The business problem is the fact that everybody wants to be the "performance" RISC-V vendor, but nobody wants to be the "embedded" RISC-V vendor. This is a problem because practically anybody who is willing to cough up for a "performance" processor is almost completely insensitive to any cost premium that ARM demands. The embedded space is hugely sensitive to cost, but nobody is willing to step into it because that requires that you do icky ecosystem things like marketing, software, debugging tools, inventory distribution, etc.
This leads to the US business problem which is the fact that everybody wants to be an IP vendor and nobody wants to ship a damn chip. Consequently, if I want actual RISC-V hardware, I'm stuck dealing with Chinese vendors of various levels of dodginess.

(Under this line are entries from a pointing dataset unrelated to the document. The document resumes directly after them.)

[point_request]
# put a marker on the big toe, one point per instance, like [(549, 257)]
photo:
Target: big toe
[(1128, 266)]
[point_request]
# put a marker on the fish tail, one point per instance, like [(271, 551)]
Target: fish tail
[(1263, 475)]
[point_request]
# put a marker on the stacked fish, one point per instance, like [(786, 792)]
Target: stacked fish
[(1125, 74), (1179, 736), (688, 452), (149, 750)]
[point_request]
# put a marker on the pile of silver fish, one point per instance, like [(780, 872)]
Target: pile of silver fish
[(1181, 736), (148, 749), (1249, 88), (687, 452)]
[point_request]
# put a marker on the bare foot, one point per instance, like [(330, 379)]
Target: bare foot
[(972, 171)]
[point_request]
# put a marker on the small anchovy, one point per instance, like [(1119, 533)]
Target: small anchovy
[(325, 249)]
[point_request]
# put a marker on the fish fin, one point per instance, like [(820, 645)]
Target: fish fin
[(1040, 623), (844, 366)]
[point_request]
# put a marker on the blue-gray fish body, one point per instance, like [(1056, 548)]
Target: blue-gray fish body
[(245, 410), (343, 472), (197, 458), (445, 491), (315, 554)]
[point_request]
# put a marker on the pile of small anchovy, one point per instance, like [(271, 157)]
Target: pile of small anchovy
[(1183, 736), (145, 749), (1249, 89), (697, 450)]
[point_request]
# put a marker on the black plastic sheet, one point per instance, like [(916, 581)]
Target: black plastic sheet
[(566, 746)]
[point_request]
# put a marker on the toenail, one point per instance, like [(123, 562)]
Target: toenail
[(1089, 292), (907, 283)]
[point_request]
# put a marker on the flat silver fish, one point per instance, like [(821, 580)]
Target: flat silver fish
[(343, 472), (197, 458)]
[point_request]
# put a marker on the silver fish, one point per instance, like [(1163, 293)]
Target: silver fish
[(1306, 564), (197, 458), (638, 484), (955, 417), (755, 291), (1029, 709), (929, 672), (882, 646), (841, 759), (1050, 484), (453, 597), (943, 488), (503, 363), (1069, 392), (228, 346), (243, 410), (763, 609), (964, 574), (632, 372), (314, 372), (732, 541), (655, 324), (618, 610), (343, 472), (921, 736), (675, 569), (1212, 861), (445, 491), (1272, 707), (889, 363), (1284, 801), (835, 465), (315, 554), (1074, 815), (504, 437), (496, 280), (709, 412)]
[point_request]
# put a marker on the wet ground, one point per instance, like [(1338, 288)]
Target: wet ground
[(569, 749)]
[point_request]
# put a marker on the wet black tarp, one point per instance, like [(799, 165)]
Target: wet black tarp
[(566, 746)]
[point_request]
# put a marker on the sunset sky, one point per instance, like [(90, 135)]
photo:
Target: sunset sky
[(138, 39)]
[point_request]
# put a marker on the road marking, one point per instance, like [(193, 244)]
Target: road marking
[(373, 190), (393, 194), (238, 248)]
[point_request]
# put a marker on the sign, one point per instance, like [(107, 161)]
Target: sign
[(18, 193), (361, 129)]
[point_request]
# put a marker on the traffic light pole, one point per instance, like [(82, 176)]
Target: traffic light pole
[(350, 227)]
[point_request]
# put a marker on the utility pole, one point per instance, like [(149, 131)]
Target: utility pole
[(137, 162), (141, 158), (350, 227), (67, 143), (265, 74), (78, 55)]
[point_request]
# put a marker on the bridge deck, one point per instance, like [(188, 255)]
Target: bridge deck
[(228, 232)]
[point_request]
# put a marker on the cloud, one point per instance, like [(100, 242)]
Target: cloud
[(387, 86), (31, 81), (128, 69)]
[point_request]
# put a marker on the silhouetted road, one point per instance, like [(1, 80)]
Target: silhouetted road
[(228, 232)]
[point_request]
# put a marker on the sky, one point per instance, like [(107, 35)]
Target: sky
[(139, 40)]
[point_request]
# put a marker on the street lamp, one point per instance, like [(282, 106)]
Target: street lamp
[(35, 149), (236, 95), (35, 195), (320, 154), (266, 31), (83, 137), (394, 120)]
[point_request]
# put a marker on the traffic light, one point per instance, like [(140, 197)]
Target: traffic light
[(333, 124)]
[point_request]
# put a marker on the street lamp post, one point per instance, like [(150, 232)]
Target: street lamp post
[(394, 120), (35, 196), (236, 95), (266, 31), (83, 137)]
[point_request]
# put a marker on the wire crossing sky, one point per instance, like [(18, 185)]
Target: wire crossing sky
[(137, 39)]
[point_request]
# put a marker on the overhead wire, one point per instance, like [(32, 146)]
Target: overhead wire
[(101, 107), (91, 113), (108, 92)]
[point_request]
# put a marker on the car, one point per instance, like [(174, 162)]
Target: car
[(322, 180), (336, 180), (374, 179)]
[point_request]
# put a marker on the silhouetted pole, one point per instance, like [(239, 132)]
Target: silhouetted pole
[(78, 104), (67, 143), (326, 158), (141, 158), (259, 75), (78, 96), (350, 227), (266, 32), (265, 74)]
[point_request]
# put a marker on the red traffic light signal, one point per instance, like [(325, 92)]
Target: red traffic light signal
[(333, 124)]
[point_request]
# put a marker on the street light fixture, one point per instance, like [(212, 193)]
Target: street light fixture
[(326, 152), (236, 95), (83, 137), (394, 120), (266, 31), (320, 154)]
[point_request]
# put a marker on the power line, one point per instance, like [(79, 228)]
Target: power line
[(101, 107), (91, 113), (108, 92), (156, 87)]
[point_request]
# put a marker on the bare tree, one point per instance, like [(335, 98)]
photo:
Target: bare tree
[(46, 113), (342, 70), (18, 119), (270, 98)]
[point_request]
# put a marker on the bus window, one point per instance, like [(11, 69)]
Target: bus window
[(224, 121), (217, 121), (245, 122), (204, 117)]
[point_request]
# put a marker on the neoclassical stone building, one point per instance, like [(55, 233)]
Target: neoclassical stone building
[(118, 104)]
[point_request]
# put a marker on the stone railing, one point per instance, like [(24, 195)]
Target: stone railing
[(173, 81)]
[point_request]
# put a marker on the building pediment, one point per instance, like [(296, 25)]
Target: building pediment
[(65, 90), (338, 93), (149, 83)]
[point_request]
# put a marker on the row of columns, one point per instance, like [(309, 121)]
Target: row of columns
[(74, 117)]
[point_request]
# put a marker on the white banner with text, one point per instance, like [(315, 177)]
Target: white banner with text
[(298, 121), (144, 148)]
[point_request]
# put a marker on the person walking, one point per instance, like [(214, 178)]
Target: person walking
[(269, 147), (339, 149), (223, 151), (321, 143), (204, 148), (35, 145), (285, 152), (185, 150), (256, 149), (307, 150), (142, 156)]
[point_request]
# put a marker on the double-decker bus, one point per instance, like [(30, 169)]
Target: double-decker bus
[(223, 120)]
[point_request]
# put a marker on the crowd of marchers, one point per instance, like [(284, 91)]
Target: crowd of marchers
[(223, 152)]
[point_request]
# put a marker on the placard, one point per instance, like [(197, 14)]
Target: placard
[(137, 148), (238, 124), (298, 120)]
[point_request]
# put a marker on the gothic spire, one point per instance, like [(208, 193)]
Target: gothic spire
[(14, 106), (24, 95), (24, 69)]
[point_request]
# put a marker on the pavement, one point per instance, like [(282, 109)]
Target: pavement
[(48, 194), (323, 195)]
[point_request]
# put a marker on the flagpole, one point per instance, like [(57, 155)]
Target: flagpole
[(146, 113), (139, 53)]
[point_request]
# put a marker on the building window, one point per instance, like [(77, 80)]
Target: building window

A pattern I've noticed for a very long time:
A lot of times the path to the highest performing CPU seems to be to optimize for power first, then speed, then repeat. That's because power and heat are a major design constraint that limits speed.
I first noticed this way back with the Pentium 4 "Netburst" architecture vs. the smaller x86 cores that became the ancestor of the Core architecture. Intel eventually ran into a wall with P4 and then branched high performance cores off those lower-power ones and that's what gave us the venerable Core architecture that made Intel the dominant CPU maker for over a decade.
ARM's history is another example.
IF you care to read the article, they indeed do not blame the architecture but the available silicon implementations.
ARM was never a "speed demon"; it started out as a low power small-area core and clearly had more complexity and thought put into it than MIPS or RISC-V.
Over a decade ago: https://news.ycombinator.com/item?id=8235120
RISC-V will get there, eventually.
Strong doubt. Those of us who were around in the 90s might remember how much hype there was with MIPS.
RISC-V lacks a bunch of really useful relatively easy to implement instructions and most extensions are truly optional so you can't rely on them. That's the problem if you let a bunch of academics turn your ISA into a paper mill.
In theory you can spend a lot of effort to make a flawed ISA perform, but it will be neither easy nor pretty e.g. real world Linux distros can't distribute optimised packages for every uarch from dual-issue in-order RV64GC to 8-wide OoO RV64 with all the bells and whistles. Only in (deeply) embedded systems can you retarget the toolchain and optimise for each damn architecture subset you encounter.
In some cases RISC-V ISA spec is definitely the one to blame:
1) https://github.com/llvm/llvm-project/issues/150263
2) https://github.com/llvm/llvm-project/issues/141488
Another example is hard-coded 4 KiB page size which effectively kneecaps ISA when compared against ARM.